The deliveries are authorized by House Bill 1135. Buyers will have to prove they are at least 21, delivery people will have to be at least that old and deliveries cannot be made to any person who “appears intoxicated.” The new law specifies deliveries may only be made within 30 miles (48.3 kilometers) of the store selling the alcohol, and they may not be made in dry cities or counties.
Some other new laws signed by Republican Gov. Tate Reeves:
Mississippi already requires people to decide months in advance if they are going to run for a long list of offices, including governor, state senator, state representative, sheriff, county supervisor, tax collector or state Supreme Court justice. The qualifying deadline has been March 1. A new law moves it to Feb. 1. The change is in House Bill 1048. The earlier deadline is especially significant in state House and Senate races. Legislators are in session from January through March.
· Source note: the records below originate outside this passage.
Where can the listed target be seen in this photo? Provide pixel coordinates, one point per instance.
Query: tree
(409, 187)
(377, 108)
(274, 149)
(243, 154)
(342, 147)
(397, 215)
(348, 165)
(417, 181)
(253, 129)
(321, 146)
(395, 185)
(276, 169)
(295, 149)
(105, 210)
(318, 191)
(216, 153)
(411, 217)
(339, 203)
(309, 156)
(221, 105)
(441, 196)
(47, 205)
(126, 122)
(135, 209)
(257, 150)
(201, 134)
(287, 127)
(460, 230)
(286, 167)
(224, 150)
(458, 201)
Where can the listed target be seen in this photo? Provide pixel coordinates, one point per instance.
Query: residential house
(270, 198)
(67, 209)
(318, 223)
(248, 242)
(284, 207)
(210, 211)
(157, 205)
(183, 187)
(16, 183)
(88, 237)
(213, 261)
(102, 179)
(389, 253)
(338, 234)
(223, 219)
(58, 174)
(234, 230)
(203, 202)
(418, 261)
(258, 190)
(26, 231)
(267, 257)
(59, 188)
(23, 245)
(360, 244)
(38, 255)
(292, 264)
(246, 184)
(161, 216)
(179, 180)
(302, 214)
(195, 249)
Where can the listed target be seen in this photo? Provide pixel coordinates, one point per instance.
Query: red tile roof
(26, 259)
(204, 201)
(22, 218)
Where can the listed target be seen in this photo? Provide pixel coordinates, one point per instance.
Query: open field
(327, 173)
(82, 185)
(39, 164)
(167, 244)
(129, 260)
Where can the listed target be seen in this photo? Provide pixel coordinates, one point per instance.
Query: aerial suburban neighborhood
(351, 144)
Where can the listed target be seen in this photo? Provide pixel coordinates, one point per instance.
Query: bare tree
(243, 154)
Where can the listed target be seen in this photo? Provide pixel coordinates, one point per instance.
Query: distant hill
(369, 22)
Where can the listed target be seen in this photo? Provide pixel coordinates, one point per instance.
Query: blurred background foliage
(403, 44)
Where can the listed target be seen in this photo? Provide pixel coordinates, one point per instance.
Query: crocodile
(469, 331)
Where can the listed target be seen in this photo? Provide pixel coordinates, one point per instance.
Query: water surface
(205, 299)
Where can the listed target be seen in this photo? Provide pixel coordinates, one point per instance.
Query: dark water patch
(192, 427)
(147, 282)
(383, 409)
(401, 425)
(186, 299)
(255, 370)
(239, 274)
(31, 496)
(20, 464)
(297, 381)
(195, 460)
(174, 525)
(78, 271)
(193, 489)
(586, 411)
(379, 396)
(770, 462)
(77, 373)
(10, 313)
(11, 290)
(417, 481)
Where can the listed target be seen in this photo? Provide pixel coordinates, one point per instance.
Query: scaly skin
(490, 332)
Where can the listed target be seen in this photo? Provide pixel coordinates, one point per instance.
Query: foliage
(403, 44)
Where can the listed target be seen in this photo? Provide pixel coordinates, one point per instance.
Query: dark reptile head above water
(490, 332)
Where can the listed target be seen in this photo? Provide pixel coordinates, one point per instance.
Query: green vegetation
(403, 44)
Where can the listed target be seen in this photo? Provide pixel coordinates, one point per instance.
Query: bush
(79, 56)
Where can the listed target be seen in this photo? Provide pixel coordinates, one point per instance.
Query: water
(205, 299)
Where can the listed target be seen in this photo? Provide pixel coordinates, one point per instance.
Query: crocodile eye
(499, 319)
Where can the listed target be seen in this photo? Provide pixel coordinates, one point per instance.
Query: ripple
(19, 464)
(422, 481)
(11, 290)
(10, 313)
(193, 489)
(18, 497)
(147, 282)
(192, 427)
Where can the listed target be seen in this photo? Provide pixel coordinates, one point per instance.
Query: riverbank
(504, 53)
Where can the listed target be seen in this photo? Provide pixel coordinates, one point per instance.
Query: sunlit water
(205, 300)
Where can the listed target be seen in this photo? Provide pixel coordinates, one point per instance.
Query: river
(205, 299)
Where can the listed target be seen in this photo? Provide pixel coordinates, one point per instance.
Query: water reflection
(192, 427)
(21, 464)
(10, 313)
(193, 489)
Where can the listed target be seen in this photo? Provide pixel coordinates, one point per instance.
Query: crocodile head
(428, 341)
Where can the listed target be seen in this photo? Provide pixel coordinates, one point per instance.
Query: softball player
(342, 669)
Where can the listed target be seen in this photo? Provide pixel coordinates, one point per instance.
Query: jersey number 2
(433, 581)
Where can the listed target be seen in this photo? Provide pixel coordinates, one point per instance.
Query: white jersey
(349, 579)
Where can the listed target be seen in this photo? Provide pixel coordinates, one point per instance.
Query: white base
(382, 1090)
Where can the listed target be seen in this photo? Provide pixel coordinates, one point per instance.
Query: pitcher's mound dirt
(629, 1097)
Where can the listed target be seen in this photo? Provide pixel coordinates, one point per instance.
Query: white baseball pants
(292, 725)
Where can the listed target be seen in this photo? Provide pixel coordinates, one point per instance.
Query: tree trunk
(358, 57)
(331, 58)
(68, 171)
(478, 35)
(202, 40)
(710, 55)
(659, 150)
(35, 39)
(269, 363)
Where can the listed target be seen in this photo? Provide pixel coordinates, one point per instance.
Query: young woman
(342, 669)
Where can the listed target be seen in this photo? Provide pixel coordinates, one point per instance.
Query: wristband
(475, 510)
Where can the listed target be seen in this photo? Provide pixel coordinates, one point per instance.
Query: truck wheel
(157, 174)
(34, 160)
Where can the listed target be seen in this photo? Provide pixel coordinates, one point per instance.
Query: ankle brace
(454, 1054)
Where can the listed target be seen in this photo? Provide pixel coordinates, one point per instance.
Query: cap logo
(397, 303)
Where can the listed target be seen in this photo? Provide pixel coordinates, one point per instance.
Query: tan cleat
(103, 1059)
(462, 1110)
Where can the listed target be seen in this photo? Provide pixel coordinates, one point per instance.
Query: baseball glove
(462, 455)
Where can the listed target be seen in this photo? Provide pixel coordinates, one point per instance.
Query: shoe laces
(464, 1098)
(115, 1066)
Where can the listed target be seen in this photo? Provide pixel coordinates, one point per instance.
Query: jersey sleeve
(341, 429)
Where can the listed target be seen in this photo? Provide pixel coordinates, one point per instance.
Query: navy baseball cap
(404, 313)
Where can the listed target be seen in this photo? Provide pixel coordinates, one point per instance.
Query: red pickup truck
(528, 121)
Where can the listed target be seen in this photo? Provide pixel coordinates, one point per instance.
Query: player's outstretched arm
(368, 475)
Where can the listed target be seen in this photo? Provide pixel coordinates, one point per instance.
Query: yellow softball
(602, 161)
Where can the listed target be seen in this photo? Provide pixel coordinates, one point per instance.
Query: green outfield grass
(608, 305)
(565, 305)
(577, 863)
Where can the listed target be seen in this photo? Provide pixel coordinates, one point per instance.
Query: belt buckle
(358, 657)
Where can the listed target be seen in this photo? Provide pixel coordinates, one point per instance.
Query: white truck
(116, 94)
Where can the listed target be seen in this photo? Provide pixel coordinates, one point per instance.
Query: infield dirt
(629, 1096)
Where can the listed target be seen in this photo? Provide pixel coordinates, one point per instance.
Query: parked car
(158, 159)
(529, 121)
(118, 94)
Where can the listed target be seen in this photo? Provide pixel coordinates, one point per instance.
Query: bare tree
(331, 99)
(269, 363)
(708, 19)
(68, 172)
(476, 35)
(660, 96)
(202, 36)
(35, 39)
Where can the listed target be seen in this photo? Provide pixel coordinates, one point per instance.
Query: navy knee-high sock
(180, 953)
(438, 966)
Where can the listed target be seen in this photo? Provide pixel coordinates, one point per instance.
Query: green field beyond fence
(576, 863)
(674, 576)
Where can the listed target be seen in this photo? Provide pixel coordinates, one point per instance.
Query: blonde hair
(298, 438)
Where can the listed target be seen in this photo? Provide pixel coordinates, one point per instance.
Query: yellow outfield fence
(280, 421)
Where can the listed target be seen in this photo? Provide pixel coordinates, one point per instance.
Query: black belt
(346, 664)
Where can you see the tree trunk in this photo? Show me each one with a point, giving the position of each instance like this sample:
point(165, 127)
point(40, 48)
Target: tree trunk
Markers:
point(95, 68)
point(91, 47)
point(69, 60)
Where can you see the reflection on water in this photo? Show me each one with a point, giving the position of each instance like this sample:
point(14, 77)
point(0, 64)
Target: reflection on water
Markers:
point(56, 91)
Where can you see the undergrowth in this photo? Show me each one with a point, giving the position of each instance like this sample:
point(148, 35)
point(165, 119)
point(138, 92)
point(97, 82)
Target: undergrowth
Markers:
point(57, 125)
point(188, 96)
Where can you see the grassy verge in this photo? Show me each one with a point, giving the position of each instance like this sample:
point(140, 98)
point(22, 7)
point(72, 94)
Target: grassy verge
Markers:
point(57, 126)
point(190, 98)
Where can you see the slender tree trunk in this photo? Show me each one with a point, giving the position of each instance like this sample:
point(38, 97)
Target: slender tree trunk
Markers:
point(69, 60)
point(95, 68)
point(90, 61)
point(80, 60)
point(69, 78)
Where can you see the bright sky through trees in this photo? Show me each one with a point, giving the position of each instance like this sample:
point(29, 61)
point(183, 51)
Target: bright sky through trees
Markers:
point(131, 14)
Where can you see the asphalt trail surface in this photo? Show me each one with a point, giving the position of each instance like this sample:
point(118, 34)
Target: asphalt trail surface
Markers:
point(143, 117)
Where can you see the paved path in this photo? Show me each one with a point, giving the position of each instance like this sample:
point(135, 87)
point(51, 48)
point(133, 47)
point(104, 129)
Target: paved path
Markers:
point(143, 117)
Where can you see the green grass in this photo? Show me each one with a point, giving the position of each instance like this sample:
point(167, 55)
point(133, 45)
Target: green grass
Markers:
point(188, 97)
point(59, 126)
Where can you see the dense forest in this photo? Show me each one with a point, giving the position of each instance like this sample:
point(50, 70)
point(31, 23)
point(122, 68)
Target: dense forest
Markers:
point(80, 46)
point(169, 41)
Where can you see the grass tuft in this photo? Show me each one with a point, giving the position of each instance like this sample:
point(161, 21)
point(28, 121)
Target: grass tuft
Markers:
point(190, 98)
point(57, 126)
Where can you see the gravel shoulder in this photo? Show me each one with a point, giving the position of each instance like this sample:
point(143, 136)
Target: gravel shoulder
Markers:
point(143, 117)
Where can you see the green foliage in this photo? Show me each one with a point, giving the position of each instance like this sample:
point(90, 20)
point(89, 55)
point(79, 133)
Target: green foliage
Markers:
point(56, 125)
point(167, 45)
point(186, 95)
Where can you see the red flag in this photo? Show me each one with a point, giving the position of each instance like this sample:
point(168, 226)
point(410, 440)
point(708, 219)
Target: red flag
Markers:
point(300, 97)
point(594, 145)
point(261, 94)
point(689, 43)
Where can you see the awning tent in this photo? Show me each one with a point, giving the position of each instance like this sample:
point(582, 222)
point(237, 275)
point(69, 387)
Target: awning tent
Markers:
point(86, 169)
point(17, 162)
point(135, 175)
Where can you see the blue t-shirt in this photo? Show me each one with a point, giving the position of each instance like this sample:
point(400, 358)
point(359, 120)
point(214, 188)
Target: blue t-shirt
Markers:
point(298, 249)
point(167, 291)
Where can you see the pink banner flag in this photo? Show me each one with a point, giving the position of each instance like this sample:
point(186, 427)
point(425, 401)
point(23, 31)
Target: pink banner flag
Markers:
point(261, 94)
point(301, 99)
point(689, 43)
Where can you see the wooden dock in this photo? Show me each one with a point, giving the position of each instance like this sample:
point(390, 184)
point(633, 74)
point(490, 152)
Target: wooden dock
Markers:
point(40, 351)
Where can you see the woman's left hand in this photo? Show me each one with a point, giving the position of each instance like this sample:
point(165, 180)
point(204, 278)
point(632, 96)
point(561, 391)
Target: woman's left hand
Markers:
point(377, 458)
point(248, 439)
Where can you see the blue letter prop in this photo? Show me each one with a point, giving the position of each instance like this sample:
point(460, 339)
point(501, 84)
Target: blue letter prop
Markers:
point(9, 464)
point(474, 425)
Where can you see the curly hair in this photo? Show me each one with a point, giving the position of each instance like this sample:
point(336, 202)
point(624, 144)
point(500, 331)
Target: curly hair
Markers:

Some incumbents will go to extremes to try to avoid attracting an opponent during the final weeks before candidates’ qualifying deadline, either being extra cautious so they won’t draw attention or extra showy so they will.
Mississippi is adding to the list of reasons that elected officials may go into closed session to discuss public business. House Bill 1323 allows executive sessions for boards to discuss plans to combat human trafficking or commercial sexual exploitation of children. The existing list of allowable reasons for executive sessions includes discussion of personnel matters, land purchases or lawsuits.
A new law restricts access to photographs, videos, audio recordings made during an autopsy or made by a coroner or medical examiner at a crime scene. House Bill 70 says a surviving relative such as a spouse, parent or adult child may have access to the records, but others may not see, hear or copy the records without direct supervision of the custodian of the records or his or her designee.
Dentists will be immune from being sued for providing charitable care, under House Bill 72. They will join physicians, physician assistants and certified nurse practitioners, who were already shielded from civil liability in such circumstances.
People who move to Mississippi from other states will be able to maintain their professional licenses. House Bill 1263 requires licensing boards to issue occupational licenses for professions without new testing or classroom training if a person held a license in good standing from another state for at least one year. This covers nurses, architects, engineers and others. Licensing boards will also be required to issue licenses if people have worked at least three years in a state that did not require a license for their professions.
A new law says a photo identification card from any federally recognized Native American tribe is an acceptable form of I.D. for financial transactions or other business. For example, it can be used to prove a person’s residency to obtain a fishing license or to prove that a person is old enough to buy a lottery ticket. The details are in House Bill 277.
SPECIALTY LICENSE PLATES
Mississippi residents love to complain about the high price of car tags, but many are willing to spend extra money for a tag that identifies their favorite school, profession, cause or hobby. The new specialty tags that legislators authorized this year include those for Indianola Academy, Humphreys County High School, the South Pike School District and the Picayune Maroon Tide Touchdown Club. The new list in House Bill 374 also includes tags for Shriners, retired judges and veterans of Operation Desert Shield and Operation Desert Storm.
Emily Wagster Pettus has covered Mississippi government and politics since 1994.